The authors also found that when they gave hamsters the same dose of either V_H-Fc ab8 or IgG1 ab1 – a full-sized version of the antibody, and then examined their concentrations in the serum five days later, levels of V_H-Fc ab8 were significantly higher than those of the full-sized antibody. This suggests that the systemic distribution of V_H-Fc ab8 is more long-lived than that of a full-sized antibody. 

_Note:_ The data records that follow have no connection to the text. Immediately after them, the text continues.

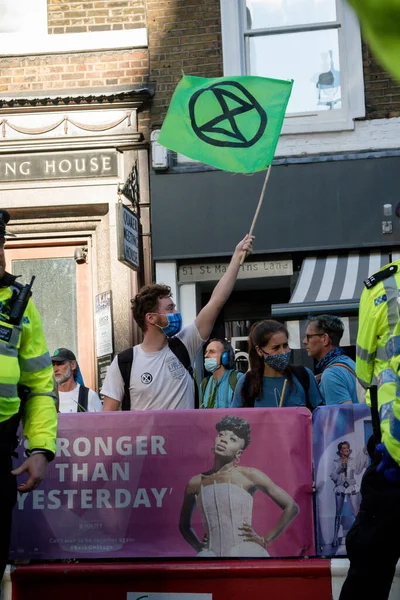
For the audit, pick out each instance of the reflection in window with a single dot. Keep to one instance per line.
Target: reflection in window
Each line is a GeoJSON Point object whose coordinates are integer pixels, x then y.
{"type": "Point", "coordinates": [54, 294]}
{"type": "Point", "coordinates": [310, 58]}
{"type": "Point", "coordinates": [17, 16]}
{"type": "Point", "coordinates": [284, 13]}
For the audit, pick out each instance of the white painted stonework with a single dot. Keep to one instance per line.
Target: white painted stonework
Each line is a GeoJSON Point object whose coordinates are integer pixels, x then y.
{"type": "Point", "coordinates": [376, 134]}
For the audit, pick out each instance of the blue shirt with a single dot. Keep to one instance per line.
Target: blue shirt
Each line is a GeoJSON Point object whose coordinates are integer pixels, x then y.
{"type": "Point", "coordinates": [220, 391]}
{"type": "Point", "coordinates": [337, 384]}
{"type": "Point", "coordinates": [272, 390]}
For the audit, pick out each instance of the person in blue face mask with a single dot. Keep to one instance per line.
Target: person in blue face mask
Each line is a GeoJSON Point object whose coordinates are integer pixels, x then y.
{"type": "Point", "coordinates": [217, 388]}
{"type": "Point", "coordinates": [271, 380]}
{"type": "Point", "coordinates": [158, 373]}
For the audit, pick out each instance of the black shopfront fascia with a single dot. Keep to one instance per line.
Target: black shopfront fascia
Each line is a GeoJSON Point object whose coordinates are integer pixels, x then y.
{"type": "Point", "coordinates": [315, 204]}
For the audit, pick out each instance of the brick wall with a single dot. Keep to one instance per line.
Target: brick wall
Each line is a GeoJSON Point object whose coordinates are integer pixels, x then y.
{"type": "Point", "coordinates": [382, 94]}
{"type": "Point", "coordinates": [79, 16]}
{"type": "Point", "coordinates": [184, 35]}
{"type": "Point", "coordinates": [84, 70]}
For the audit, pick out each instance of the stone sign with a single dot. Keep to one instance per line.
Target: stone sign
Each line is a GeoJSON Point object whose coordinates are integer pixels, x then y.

Although small animal models can provide key insights into the pathogenic mechanisms of viral infections, they are often poor predictors of human disease outcomes. The therapeutic timeline followed in the hamster experiments (i.e., administration of V_H-Fc ab8 six hours after infection) would also be difficult to reproduce in humans because therapeutic drugs are not usually administered until well after symptom onset. Therefore, it would be difficult to determine whether the therapeutic effect of V_H-Fc ab8 observed in hamsters would be the same in humans. 

That being said, there are clear advantages to using antibody fragments instead of whole antibodies. Their small size allows them to penetrate more efficiently to sites of infection and bind antigens more easily and with more specificity. Smaller molecules also diffuse more easily through tissues, meaning that they could be administered by routes other than injection, such as by inhalation. Furthermore, because the molecular weight of V_H-Fc ab8 is only about half that of a full-sized antibody, smaller quantities would be needed to obtain the same number of molecules, meaning that antibody fragment therapeutics could be more easily mass-produced. 

There is no question that we are in dire need of an effective therapeutic drug to treat SARS-CoV-2 infection. If the results observed in these animal experiments can be duplicated in humans, V_H-Fc ab8 would be an attractive option for both treating and preventing SARS-CoV-2 infection.